Interlude – System Repair

Back in November 2022, I wrote about a problem I had with my system when the wind took out the power at my house. I wrote about one problem I had on reinstall, and how I resolved it.

Cut to a year later, and a similar occurrence, but with a happier ending.

Preventative Maintenance

Back in December 2023, the power went out at my house one morning. I was working on my machine at the time, so I had to stop. We were also baking holiday cookies, and I thought the power outage would pose a much bigger problem for that endeavour (spoiler alert: it didn’t).

I took a look outside at my neighbor’s home — their lights were still on. Curious — we are both on the same grid, so we should both be out. I reasoned therefore that a limb had taken out just my power, so I went outside to inspect my property for damage.

Imagine my surprise when I saw a crew from my power company working on the transformer which supplies my house (and only my house). I asked what had happened, and was informed that they were doing "scheduled maintenance", replacing older equipment to avoid catastrophes later.

In other words, they knew the power was going out, and didn’t tell me. One person’s "scheduled" is another person’s "surprise".

I told them what I did for a living, and that their "scheduled maintenance" interrupted my work (and our baking), and asked for an ETA when the power would return. They gave me a one hour estimate, which they beat, and life went on.

However, the fun for me and my machine was just beginning. What started as a minor irritation turned into a shit show.

Broken

Remembering the last time this happened, I expected some issues with my machine, so I wasn’t surprised when I did have some when I rebooted. These problems, however, were different than last time.

I run EndeavourOS, an Arch variant, with the KDE desktop environment. On reboot, KDE was having issues showing different windows. Some programs would hang, and when they did, the entire DE hung. I couldn’t even reboot the machine — I had to power it off completely at the switch.

I booted into my BIOS settings and to perform diagnostics — nothing major. So I booted to a live CD I keep around, after updating it on my laptop (which also runs EndeavourOS), and did a file system check on the unmounted disks on my system. And that’s where the fun started.

To run these, I loaded a partition manager so I didn’t miss any, and the partition holding my system showed multiple errors. I tried fixing them, but the damage was done — even after fixing everything, the system wouldn’t boot and run properly.

The unscheduled power drop damaged the file system, and a reinstall was needed.

Back That Thing Up

Luckily, a few months earlier I made three investments — two physical, one virtual, and all of a digital nature.

I purchased two different USB-C connected drives, one at 2Tb and the other at 5Tb. The 5Tb model (a Western Digital My Passport) is dedicated to backing up my two machines as well as my wife’s Windows machine. I settled on a tool called Restic to manage my backups — it worked when others gave me problems.

Since I couldn’t run my main OS, doing a full backup was out of the question. That’s where the 2Tb Seagate Portable drive came in handy — I copied the stuff from my Documents, git, and .config folders to it so I wouldn’t lose anything I had since the last full backup.

Once I was sure I was OK, I started a full clean install of EndeavourOS, which took less time than it would have taken my power company to walk to my door and tell me they were going to kill the power.

Of course, getting all the software reinstalled and configured again took a while, but this is where my third investment paid off. When I switched to EndeavourOS, I had to reinstall and reconfigure everything as well. As I did so, I noted all the software I had installed, as well as all the steps to configure things like Plex, MySQL running in a Docker container, RClone for GDrive access, and other things. I use Obsidian for notes, research, and my daily journal, and it’s backed up to a private GitHub repo and duplicated on at least two machines, so I always have it.

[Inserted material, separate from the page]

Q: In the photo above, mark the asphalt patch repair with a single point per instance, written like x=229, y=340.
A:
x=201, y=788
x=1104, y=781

So while it took a while, I didn’t need to reinvent anything.

SSDD (Same Shit, Different Day)

Cut to a month later — I hear a loud bang outside just as the power cut off to the neighborhood. This time, it wasn’t the power company turning me off unexpectedly, it was a real transformer ‘splosion. I reported it to the power company and settled in for the wait…

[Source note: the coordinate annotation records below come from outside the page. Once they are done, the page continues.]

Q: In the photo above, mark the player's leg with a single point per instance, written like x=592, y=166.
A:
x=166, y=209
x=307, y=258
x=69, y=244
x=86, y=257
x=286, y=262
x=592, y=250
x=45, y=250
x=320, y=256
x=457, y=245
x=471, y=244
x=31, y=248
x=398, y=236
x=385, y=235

…which wasn’t as long as I thought. An hour or so, and we were back in business. However this time I wasn’t taking chances w.ith my machine.

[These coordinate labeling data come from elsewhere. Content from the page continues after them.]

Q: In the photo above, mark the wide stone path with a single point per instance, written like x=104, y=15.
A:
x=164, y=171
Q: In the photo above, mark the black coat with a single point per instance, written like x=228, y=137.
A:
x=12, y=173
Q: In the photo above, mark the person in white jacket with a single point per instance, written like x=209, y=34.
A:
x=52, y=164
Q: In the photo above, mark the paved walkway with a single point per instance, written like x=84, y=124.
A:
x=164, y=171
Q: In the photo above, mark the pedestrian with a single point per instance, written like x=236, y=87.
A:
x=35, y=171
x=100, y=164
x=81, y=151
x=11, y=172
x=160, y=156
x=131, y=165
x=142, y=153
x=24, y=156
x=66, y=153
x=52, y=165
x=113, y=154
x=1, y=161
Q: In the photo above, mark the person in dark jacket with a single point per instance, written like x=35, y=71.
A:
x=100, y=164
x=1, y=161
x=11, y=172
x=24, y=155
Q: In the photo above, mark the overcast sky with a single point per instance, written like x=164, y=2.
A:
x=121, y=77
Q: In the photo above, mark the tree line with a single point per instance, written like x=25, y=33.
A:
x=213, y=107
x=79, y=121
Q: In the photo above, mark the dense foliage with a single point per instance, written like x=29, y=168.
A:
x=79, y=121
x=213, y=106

I booted first to the BIOS to do a complete system check, then to the Live CD image without first booting to the main OS. I did a full fsck -f on every file system that was available to me, including the two USB connected drives. After verifying everything there was good and there were no reported issues, I rebooted to my OS.

I’m happy to report everything worked this time — no issues with updates, no problems booting, no hangs. It’s like it never even happened.

Conclusion

I don’t know if booting to the live CD did any good — I probably just got lucky.

However, I do have one good conclusion — get a good backup solution and use it on all your hardware. Without it, you may be up the creek. It’s cheap compared with the cost of losing all the data on your machine.

And when you finally ditch your old OS for the new hotness, you can get the data back.